Modelling black-box audio effects with time-varying feature modulation
This addresses a specific bottleneck in audio effect modeling for audio processing applications, representing an incremental improvement over existing methods.
The paper tackled the problem of modeling audio effects with long-range dependencies, such as fuzz and compression, by integrating time-varying feature-wise linear modulation into temporal convolutional networks, resulting in improved accuracy across time and frequency metrics.
Deep learning approaches for black-box modelling of audio effects have shown promise, however, the majority of existing work focuses on nonlinear effects with behaviour on relatively short time-scales, such as guitar amplifiers and distortion. While recurrent and convolutional architectures can theoretically be extended to capture behaviour at longer time scales, we show that simply scaling the width, depth, or dilation factor of existing architectures does not result in satisfactory performance when modelling audio effects such as fuzz and dynamic range compression.
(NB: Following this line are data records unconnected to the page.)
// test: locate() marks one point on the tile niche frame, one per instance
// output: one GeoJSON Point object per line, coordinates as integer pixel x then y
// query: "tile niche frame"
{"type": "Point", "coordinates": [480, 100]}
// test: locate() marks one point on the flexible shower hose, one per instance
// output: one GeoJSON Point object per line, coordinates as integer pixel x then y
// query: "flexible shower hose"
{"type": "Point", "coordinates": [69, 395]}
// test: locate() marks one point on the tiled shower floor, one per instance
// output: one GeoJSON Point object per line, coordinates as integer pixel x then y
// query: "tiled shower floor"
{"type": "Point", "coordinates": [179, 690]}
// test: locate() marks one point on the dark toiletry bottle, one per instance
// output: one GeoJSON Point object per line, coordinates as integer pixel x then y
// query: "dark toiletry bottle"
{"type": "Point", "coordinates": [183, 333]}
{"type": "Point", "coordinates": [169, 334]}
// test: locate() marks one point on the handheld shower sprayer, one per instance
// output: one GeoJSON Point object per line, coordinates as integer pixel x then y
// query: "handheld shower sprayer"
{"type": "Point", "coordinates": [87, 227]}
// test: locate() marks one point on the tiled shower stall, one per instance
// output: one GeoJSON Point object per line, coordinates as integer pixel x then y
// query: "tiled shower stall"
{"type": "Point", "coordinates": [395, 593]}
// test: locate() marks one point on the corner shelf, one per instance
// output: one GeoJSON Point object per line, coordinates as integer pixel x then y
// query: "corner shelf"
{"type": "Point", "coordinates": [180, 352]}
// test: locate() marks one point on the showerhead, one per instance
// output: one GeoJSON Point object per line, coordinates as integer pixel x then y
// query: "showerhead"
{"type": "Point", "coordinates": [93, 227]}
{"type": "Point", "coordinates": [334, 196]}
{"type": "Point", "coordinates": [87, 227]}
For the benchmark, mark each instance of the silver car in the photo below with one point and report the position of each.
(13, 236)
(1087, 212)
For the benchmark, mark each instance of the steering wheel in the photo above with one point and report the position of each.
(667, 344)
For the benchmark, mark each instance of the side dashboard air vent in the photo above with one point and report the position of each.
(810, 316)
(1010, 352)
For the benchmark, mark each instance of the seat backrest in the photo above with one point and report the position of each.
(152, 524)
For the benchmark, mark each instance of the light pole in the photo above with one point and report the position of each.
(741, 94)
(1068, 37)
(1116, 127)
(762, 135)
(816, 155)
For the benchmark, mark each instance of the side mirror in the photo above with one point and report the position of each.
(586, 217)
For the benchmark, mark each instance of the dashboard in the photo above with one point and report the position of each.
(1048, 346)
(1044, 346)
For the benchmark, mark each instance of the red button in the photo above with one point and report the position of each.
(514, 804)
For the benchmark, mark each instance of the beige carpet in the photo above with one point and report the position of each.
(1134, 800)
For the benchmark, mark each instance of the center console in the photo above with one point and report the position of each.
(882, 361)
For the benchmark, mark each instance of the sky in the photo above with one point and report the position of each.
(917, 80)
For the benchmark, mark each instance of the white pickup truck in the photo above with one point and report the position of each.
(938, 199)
To address this, we propose the integration of time-varying feature-wise linear modulation into existing temporal convolutional backbones, an approach that enables learnable adaptation of the intermediate activations. We demonstrate that our approach more accurately captures long-range dependencies for a range of fuzz and compressor implementations across both time and frequency domain metrics. We provide sound examples, source code, and pretrained models to faciliate reproducibility.